There are a range of custom GPTs that are designed to support marketing tasks like search, social media and content creation. These tools can deliver better and more tailored results than a broad focused tool like Bard or Chat GPT. If you’re really ambitious, you can even build a custom GPT of your own and train on skills, information, and behaviours that make it more helpful, efficient and effective for your own needs.
For example, you could create a custom GPT preloaded with industry knowledge, brand guidelines, content templates, and analytics to help generate high-quality marketing copy. By continuously updating and refining the knowledge within your custom GPT, you can keep enhancing its relevance and effectiveness. The concept of building a custom GPT can be applied to various industries, not just marketing.

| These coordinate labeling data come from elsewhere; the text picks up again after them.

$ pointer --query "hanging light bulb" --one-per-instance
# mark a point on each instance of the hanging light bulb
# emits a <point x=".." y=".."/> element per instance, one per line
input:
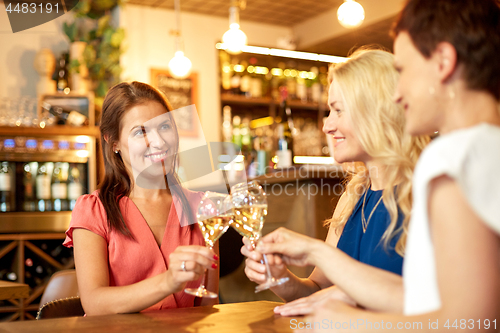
<point x="350" y="14"/>
<point x="180" y="65"/>
<point x="234" y="39"/>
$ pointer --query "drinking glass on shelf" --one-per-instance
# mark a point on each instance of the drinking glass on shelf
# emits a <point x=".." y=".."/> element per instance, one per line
<point x="214" y="215"/>
<point x="250" y="209"/>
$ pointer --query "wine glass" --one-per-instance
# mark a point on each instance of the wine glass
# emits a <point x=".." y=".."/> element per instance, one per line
<point x="214" y="215"/>
<point x="250" y="209"/>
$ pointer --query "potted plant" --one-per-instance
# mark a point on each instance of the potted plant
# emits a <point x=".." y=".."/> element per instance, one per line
<point x="94" y="26"/>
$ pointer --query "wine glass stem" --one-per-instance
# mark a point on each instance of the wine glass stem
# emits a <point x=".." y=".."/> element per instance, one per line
<point x="268" y="270"/>
<point x="264" y="257"/>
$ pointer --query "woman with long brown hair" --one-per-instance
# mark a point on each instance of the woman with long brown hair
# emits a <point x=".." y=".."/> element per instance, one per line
<point x="136" y="243"/>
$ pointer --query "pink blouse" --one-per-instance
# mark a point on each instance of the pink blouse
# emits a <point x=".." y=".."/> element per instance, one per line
<point x="133" y="260"/>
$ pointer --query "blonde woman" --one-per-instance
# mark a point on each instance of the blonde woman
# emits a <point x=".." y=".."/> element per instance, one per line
<point x="371" y="218"/>
<point x="446" y="52"/>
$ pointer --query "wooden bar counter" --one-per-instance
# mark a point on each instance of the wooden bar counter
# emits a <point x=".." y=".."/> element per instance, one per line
<point x="230" y="318"/>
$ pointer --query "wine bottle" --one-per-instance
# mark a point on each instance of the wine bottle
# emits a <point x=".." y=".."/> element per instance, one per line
<point x="6" y="188"/>
<point x="75" y="187"/>
<point x="59" y="187"/>
<point x="65" y="116"/>
<point x="237" y="131"/>
<point x="62" y="73"/>
<point x="284" y="133"/>
<point x="43" y="187"/>
<point x="235" y="79"/>
<point x="256" y="80"/>
<point x="29" y="174"/>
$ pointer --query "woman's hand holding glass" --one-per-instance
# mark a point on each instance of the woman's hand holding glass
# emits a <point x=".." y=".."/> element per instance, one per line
<point x="255" y="269"/>
<point x="250" y="209"/>
<point x="194" y="259"/>
<point x="215" y="213"/>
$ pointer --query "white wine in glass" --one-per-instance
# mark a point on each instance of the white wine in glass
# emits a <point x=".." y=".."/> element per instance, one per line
<point x="215" y="213"/>
<point x="214" y="227"/>
<point x="250" y="209"/>
<point x="249" y="220"/>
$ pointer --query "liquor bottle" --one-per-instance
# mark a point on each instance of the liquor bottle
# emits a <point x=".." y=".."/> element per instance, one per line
<point x="227" y="127"/>
<point x="29" y="198"/>
<point x="301" y="90"/>
<point x="237" y="131"/>
<point x="235" y="79"/>
<point x="75" y="187"/>
<point x="284" y="133"/>
<point x="62" y="72"/>
<point x="316" y="86"/>
<point x="43" y="187"/>
<point x="65" y="116"/>
<point x="59" y="187"/>
<point x="6" y="188"/>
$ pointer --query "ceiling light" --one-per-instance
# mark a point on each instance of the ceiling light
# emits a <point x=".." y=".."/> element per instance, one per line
<point x="234" y="38"/>
<point x="285" y="53"/>
<point x="180" y="65"/>
<point x="350" y="14"/>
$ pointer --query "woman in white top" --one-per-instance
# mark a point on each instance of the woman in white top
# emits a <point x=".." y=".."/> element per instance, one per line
<point x="447" y="54"/>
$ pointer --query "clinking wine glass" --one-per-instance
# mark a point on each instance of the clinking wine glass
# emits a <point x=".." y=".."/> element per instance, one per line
<point x="250" y="209"/>
<point x="214" y="215"/>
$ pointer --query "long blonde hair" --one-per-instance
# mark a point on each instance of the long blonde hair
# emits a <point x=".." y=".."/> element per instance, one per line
<point x="367" y="82"/>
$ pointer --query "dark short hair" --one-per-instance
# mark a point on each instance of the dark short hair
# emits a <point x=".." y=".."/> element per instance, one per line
<point x="471" y="26"/>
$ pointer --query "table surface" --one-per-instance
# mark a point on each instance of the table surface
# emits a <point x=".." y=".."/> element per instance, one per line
<point x="9" y="290"/>
<point x="230" y="318"/>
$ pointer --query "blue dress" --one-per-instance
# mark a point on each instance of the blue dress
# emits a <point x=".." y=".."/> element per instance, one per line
<point x="368" y="247"/>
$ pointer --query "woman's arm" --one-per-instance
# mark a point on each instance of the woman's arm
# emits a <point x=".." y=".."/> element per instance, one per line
<point x="98" y="298"/>
<point x="468" y="271"/>
<point x="212" y="282"/>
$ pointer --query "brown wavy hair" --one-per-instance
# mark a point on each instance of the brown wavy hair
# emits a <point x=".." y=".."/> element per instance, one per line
<point x="117" y="182"/>
<point x="472" y="27"/>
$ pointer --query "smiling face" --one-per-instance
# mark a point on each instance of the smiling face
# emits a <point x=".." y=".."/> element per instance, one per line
<point x="148" y="141"/>
<point x="418" y="89"/>
<point x="339" y="124"/>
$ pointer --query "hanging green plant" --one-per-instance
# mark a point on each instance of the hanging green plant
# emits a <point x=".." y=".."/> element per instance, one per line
<point x="93" y="24"/>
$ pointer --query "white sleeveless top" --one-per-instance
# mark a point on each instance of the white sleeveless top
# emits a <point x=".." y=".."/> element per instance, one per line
<point x="471" y="157"/>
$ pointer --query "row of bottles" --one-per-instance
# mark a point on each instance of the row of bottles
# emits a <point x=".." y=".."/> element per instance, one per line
<point x="46" y="186"/>
<point x="36" y="269"/>
<point x="271" y="143"/>
<point x="251" y="79"/>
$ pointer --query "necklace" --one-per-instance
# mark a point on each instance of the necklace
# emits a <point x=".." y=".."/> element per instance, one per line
<point x="365" y="222"/>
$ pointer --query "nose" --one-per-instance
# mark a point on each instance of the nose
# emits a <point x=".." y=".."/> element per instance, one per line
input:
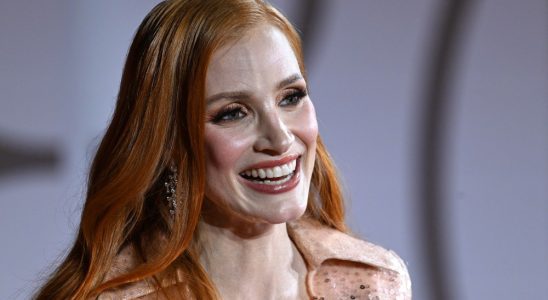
<point x="275" y="137"/>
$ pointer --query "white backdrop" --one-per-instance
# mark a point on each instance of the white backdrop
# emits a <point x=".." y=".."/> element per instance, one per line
<point x="60" y="66"/>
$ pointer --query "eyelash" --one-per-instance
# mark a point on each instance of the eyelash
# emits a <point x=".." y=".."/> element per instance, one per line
<point x="227" y="114"/>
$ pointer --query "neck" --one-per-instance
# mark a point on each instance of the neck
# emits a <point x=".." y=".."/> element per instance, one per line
<point x="262" y="265"/>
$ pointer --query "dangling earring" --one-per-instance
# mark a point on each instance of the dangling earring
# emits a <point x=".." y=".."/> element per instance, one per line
<point x="171" y="185"/>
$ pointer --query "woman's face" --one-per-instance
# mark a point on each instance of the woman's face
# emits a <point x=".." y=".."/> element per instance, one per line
<point x="260" y="130"/>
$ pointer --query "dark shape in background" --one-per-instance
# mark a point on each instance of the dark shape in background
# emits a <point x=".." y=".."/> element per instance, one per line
<point x="15" y="157"/>
<point x="431" y="147"/>
<point x="308" y="24"/>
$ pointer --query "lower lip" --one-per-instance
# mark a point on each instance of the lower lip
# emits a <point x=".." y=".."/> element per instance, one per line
<point x="277" y="189"/>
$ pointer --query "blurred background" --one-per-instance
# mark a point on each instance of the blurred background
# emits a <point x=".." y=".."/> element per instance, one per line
<point x="436" y="113"/>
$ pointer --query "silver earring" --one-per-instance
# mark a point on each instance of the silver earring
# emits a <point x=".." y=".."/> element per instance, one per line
<point x="171" y="185"/>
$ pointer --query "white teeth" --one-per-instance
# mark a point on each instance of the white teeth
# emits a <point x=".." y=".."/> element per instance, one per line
<point x="276" y="172"/>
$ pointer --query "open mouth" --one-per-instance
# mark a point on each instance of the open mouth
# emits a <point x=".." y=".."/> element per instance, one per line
<point x="275" y="179"/>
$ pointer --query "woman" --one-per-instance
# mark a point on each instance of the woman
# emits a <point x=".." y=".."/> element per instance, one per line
<point x="211" y="181"/>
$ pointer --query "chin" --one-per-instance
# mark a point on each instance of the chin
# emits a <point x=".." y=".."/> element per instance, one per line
<point x="286" y="214"/>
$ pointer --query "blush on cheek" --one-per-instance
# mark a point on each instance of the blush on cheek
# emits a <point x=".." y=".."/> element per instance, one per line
<point x="223" y="148"/>
<point x="307" y="125"/>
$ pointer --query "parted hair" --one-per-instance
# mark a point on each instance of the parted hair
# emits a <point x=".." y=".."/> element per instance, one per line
<point x="159" y="122"/>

6. Research on consumers and customers
Brands, agencies and market researchers have used AI for a while already to analyse vast quantities of customer data, buying behaviour, preferences, and spending habits, and predict future actions accurately. To achieve accurate predictions, you need to have the right data and capabilities to train the AI tool. This demands an investment in data gathering, data processing, and analytical skills. Gen AI can complement your quantitative research with qualitative insight into consumer motivations and pain points.

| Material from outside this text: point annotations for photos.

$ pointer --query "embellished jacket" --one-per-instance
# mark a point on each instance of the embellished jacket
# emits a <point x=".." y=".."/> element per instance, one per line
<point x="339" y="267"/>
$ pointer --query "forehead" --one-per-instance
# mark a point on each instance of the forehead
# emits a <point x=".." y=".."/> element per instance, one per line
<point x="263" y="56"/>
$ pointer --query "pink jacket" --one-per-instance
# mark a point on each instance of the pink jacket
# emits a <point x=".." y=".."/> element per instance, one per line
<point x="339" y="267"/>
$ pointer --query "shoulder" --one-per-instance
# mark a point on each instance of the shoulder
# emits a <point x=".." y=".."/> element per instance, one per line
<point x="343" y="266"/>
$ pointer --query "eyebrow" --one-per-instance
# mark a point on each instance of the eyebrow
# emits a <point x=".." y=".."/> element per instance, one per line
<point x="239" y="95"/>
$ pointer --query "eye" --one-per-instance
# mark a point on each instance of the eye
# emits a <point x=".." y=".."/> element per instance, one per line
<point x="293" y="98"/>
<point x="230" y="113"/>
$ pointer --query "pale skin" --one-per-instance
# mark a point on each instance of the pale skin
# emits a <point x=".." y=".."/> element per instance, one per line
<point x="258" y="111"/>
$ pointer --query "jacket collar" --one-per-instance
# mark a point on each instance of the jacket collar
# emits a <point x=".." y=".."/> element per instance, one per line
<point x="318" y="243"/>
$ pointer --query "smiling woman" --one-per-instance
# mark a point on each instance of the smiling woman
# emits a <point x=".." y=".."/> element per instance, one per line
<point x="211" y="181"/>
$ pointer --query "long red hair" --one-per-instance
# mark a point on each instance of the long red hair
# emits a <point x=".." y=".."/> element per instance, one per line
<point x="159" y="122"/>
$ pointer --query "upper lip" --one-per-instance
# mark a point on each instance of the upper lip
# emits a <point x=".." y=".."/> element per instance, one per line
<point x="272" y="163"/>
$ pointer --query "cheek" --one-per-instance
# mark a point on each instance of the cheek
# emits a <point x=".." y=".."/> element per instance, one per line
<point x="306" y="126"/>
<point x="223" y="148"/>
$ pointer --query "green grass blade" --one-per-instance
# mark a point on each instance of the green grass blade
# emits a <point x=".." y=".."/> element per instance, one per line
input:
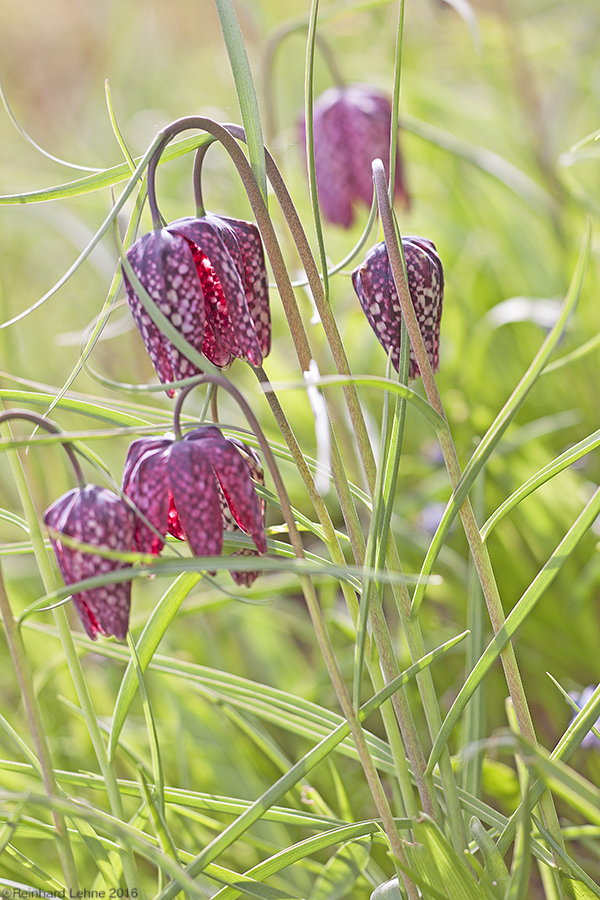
<point x="106" y="178"/>
<point x="151" y="636"/>
<point x="490" y="440"/>
<point x="515" y="619"/>
<point x="532" y="484"/>
<point x="157" y="767"/>
<point x="342" y="871"/>
<point x="246" y="93"/>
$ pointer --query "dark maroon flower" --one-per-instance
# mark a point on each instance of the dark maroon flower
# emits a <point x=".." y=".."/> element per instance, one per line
<point x="94" y="515"/>
<point x="351" y="129"/>
<point x="193" y="488"/>
<point x="374" y="285"/>
<point x="229" y="523"/>
<point x="208" y="277"/>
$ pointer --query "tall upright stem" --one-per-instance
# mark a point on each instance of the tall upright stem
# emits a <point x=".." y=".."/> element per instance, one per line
<point x="476" y="545"/>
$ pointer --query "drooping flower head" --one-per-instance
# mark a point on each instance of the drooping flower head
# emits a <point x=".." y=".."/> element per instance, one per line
<point x="94" y="515"/>
<point x="351" y="129"/>
<point x="193" y="489"/>
<point x="208" y="277"/>
<point x="580" y="699"/>
<point x="376" y="291"/>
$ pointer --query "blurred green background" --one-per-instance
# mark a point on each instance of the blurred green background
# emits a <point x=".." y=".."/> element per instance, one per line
<point x="509" y="87"/>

7. Customer service chatbots
Companies have experimented with chatbots for a while already. Chatbots are quick and easy to deploy, they’re always on duty, and they can answer queries faster than a contact centre. They can also provide multilingual support and use conversation history to provide a more personalised experience. But they have struggled with more complex queries and with nuances of human emotion and expression. Gen AI can be expected to help companies deploy chatbots that can handle more complex tasks as well as respond to customers with more personalisation and empathy.

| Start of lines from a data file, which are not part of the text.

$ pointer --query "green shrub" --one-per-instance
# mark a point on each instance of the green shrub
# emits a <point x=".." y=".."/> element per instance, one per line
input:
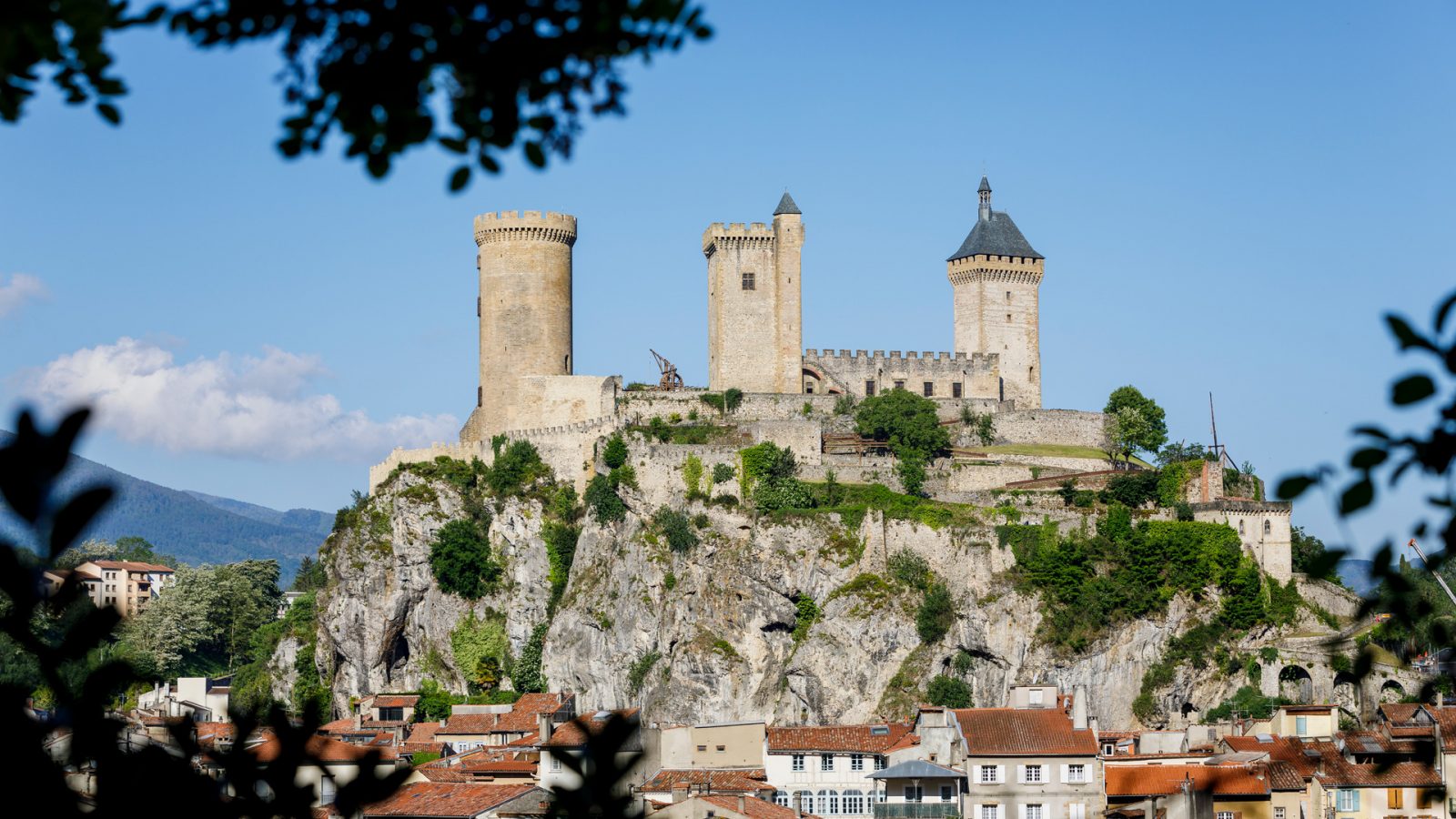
<point x="460" y="560"/>
<point x="936" y="614"/>
<point x="950" y="693"/>
<point x="604" y="503"/>
<point x="676" y="530"/>
<point x="615" y="453"/>
<point x="909" y="567"/>
<point x="637" y="672"/>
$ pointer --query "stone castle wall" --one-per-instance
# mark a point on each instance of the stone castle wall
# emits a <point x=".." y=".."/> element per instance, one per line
<point x="976" y="373"/>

As the examples above illustrate, AI has become an essential part of every marketer’s toolbox. But it also brings new challenges to the fore. To make the most of AI, your systems need to be trained on massive amounts of data. That data needs to be up-to-date, consistent, accurate and representative to generate reliable answers and positive outcomes. It must be gathered with consumer consent and in compliance with data privacy laws.
If your data quality is not up to scratch, you could encounter issues such as unfair discrimination against some customers or poorly targeted and ineffective advertising. Most organisations will need to invest in technology and data science skills to get the best outcomes. Transparency is another challenge. You need to be able to explain how your systems reach a decision to ensure accountability.